Youth Justice Strategy changing the story for young people

The Palaszczuk Government has today released Queensland’s first Youth Justice Strategy outlining ways to keep communities safer and reduce youth reoffending across the state.

Minister for Child Safety, Youth and Women Di Farmer said the strategy Working Together Changing the Story 2019-2023 provides an evidence-based framework that will deliver initiatives proven to reduce offending, reduce reoffending and address the over-representation of Aboriginal and Torres Strait Islander young people in the youth justice system.

“The safety of our community is paramount, and Queenslanders have the right to feel confident that they are safe,” she said.

“The community expects young people to be accountable for their actions, and so do we.

“The community also doesn’t want to see young people reoffending.

“Evidence shows that by placing young offenders in detention, they are more likely to re-offend.

“We can’t continue to keep doing the same things over and over and expect a different result.

“We need to do what works.

“Initiatives like Transition 2 Success have shown some really promising results, where 75% of young people who complete a T2S program did not reoffend within six months.

“Fifty-nine percent of young people who completed a restorative justice conference also did not reoffend within six months.

“This strategy is about changing the story for our young people and our community.

“It provides a framework that will strengthen prevention, intervention, restoration and rehabilitation, including a focus on engaging families and communities. 

“It will lay the foundation for an Action Plan based on initiatives that work to the number of young people offending and on remand.” 

More than 80% of young people in detention in Queensland are on remand, well above than the national average of 61%.

Ms Farmer said the Strategy is based on the ‘four pillars’ recommended by Mr Bob Atkinson AO APM in his Report on Youth Justice.

The four pillars are: intervene early, keep children out of court, keep children out of custody and reduce reoffending.

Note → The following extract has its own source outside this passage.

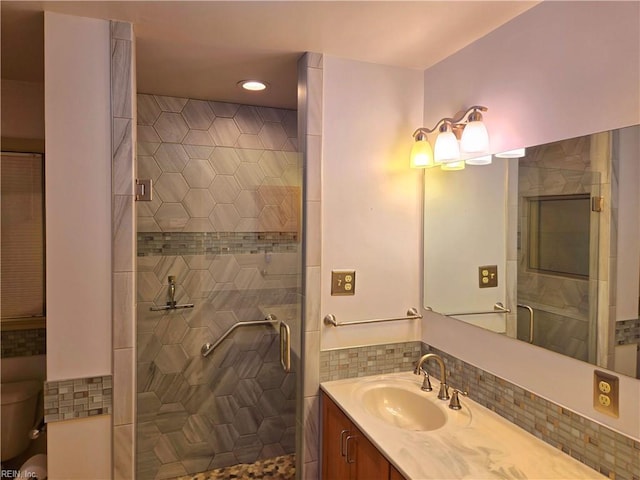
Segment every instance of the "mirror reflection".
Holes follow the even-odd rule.
[[[640,378],[639,159],[632,126],[427,170],[425,307]]]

“Many of the young people who are held on remand instead of being bailed are there because they don’t have a safe home to go to,” Ms Farmer said.

“That’s why we are investing almost $17 million over three years to support young people charged, or at risk of being charged with offences, so we can keep them out of detention and divert them toward more positive activities.”

One of the key elements of the Strategy is to ensure strong engagement with Aboriginal and Torres Strait Islander communities to support them to come up with their own solutions.

Ms Farmer said change would require everyone to play a part in supporting and influencing the lives of children and young people.

“Change will take time, but there are lots of positive things happening right now that we can build on to improve the outcomes for families, communities and our young people,” she said.

“I would really like to thank and pay tribute to the many other agencies, experts, community leaders, young people and the general public who took part in consultations that have led to this strategy, and to the 20 members of the reference group who gave so freely of their time and experience in guiding the development of the document.”

The Action Plan will be developed in the first half of 2019 to give effect to the vision outlined in the Strategy.